A number of peptide growth factors and their receptors play an important role in normal mammary development and carcinogenesis. Epidermal growth factor receptor (EGFR) family members are known risk factors for development of disease, predictors of prognosis and response to therapy, and are utilized as therapeutic targets against a variety of cancers including breast cancer. There are several strategies under investigation to block binding of growth factor to receptor. A number of antibodies that block the EGFR have been developed. Evidence is emerging which indicates that downstream blocking of EGFR signaling pathway is an effective therapeutic approach for treatment and prevention of many epithelial malignancies, particularly those whose growth is regulated by EGF family of peptides. This may be the most relevant area for utilization of a naturally occurring novel negative regulator of EGFR called epidermal growth factor receptor related protein (ERRP), that we recently isolated, purified and characterized, as a therapeutic and possibly chemopreventive agent against human breast carcinoma. Our preliminary data suggest that treatment of human breast cancer cells with purified ERRP protein causes apoptosis (cell death) and, therefore, serves as an effective inhibitor of breast cancer cell growth.

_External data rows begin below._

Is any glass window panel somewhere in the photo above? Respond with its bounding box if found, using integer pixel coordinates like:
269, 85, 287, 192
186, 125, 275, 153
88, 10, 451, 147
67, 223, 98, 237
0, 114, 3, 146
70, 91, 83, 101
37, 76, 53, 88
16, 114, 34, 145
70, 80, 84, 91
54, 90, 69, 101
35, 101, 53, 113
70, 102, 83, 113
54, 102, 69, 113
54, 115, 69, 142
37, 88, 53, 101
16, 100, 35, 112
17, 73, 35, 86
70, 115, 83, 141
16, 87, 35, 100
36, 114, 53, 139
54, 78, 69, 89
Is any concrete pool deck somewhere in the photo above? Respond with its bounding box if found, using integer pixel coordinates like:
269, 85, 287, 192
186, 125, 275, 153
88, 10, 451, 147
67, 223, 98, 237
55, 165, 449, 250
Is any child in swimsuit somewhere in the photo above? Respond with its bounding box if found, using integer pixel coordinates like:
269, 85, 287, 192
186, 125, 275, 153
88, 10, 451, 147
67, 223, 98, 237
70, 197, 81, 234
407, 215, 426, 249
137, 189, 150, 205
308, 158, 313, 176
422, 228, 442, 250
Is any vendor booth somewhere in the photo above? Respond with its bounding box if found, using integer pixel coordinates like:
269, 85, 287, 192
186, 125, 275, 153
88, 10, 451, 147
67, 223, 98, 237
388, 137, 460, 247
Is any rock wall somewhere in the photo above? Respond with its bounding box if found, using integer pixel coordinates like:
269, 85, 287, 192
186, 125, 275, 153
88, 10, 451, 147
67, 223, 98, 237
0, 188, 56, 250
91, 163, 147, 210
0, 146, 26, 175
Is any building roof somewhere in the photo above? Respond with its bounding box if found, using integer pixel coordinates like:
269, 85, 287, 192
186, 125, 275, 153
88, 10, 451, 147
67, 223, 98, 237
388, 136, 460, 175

This investigation is aimed at elucidating tumor-supressor and therapeutic properties of ERRP in inhibiting growth of human breast cancer cell-derived tumors. The primary objective of this investigation is to test the hypothesis that ERRP will be effective in inhibiting the growth of estrogen-responsive and estrogen-nonresponsive breast cancers. Different estrogen-responsive as well as estrogen-nonresponsive breast cancer cells will be utilized to study growth of their tumors in SCID mice in the presence or absence of purified ERRP. We will determine whether and to what extent ERRP inhibits growth of the breast cancer cell-derived tumors in SCID mice. We will also compare effectiveness of ERRP with the monoclonal antibody MoAb225 (that is currently in phase III clinical trial) in inhibiting tumor growth in SCID mice. We will also determine whether continuous presence of ERRP could interfere with establishment of tumors in SCID mice that would indicate a chemopreventive potential of ERRP against breast carcinoma. The regulation of ERRP-dependent growth inhibition of breast cancer cells in vitro, and elucidation of the mechanism(s) of ERRP-induced inhibition of EGFR activation are anticipated to lead to the discovery of new anticancer agents through its use in the development of screening assays, or in the design of small molecules that mimic the action of one or more parts of the ERRP that are critical in inhibition of EGFR activation. This approach could result in an alternative to many toxicotherapies currently available. The success of the most similar treatment approved thus far – Herceptin – gives a strong signal of the receptiveness of the cancer drug market to a similar treatment. The ERRP is, therefore, one of a number of potential therapies emerging from the field of signal transduction research. This is particularly attractive since ERRP is an endogenous, secreted molecule, that can be targeted directly to tumors overexpressing EGFR, thereby reducing the broad cytotoxic effects seen with many others treatments.